Высказался по этой проблеме и Сталин. Выступая 2 июня 1937 г. на расширенном заседании Военного совета при НКО СССР, посвященном разоблачению вскрытого НКВД СССР «военно-фашистского заговора», он изволил выразить недовольство отсутствием разоблачающих сигналов с мест, решительно потребовал, чтобы впредь подобные сигналы (доносы) поступали и в целях ободрения еще колеблющихся или не совсем потерявших совесть эвентуальных доносчиков, сформулировал такой позорный и страшный тезис: «Если будет правда хотя бы на 5 %, то и это хлеб» 199.
Такие «сигналы», а точнее, доносы, высоко ценились. В упоминавшемся ранее оперативном приказе НКВД СССР № 00486 от 15 августа 1937 г. о непременном аресте всех юридических, фактических и даже разведенных жен осужденных «врагов народа», исключение делалось только для беременных, а также жен, имевших грудных детей, тяжело– или заразнобольных и др. (но и то с них брали подписку о невыезде), имелось указание, что аресту не подлежат «б) жены осужденных, разоблачившие своих мужей и сообщившие о них органам власти сведения, послужившие основанием к разработке и аресту мужей» 200. И никаких подписок о невыезде у таких жен не отбиралось.
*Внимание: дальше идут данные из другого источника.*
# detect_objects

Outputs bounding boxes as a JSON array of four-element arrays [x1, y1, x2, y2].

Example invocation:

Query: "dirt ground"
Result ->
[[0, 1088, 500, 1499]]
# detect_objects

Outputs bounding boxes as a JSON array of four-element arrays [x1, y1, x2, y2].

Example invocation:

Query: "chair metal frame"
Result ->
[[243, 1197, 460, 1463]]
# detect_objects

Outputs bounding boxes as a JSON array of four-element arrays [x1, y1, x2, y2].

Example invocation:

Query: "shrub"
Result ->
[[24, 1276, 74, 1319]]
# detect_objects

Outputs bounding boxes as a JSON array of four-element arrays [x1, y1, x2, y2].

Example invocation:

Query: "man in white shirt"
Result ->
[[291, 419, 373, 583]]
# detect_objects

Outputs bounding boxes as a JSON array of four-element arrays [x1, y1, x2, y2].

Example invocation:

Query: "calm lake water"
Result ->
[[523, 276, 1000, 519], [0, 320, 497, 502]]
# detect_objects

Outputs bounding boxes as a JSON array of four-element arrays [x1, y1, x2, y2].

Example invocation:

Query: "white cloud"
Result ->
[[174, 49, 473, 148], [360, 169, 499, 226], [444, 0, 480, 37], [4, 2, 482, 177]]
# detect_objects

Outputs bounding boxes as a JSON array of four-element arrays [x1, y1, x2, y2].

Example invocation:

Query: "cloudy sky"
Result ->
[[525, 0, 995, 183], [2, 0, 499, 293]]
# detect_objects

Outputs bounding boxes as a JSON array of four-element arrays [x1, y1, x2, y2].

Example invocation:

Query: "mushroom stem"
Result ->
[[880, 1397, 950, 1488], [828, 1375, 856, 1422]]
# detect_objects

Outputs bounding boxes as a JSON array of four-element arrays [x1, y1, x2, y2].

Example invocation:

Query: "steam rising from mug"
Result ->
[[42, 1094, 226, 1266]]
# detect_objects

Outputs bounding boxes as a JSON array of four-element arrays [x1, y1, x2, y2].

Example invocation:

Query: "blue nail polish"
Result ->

И наоборот. Действовавшими все 30-е годы Уголовным кодексом (УК) РСФСР 1926 г. недоносительство квалифицировалось как один из 14 составов контрреволюционных преступлений. В общем, вся атмосфера в стране и партийно-государственные призывы, и юридические нормы влекли все более расширяющийся круг людей на путь доносительства. А.И. Микоян, выступая с докладом о 20-летии ВЧК – ГПУ – ОГПУ – НКВД, от имени партии и правительства безапелляционно сформулировал голубую мечту всех деспотических правителей: «Каждый гражданин СССР – сотрудник НКВД» 201. Когда печально известная О.П. Мишакова «сигнализировала» о потере бдительности в Центральном комитете ВЛКСМ и «выводила на чистую воду» его Генерального секретаря А.В. Косарева и других секретарей ЦК ВЛКСМ, по свидетельству видного комсомольского функционера А.И. Мильчакова, Сталин заявил: «Мишакова оказала большие услуги Центральному Комитету партии, она – лучшая комсомолка СССР» 202. На XVIII партсъезде она была избрана членом Центральной ревизионной комиссии.
Надо ли удивляться тому, что эти призывы сверху легли на хорошо унавоженную почву. И пышным, но ядовитым цветом расползлось по стране доносительство. В пьесах и кинофильмах, на страницах газет и журналов воспевалось, изображалось как чуть ли не высшее проявление советского патриотизма, когда жена доносила на мужа, сын предавал родного отца. А уж товарищу на товарища доносить вроде бы сам Бог велел. И изощрялись-то ведь как. Все в строку вставляли. В.А. Каверин свидетельствует, что от взора писателя-доносчика Е.А. Федорова не ускользнул даже тот факт, что один из членов Союза писателей «помочился» (так и было написано), напротив «Большого дома» (здание ленинградского УНКВД на Литейном проспекте) 203.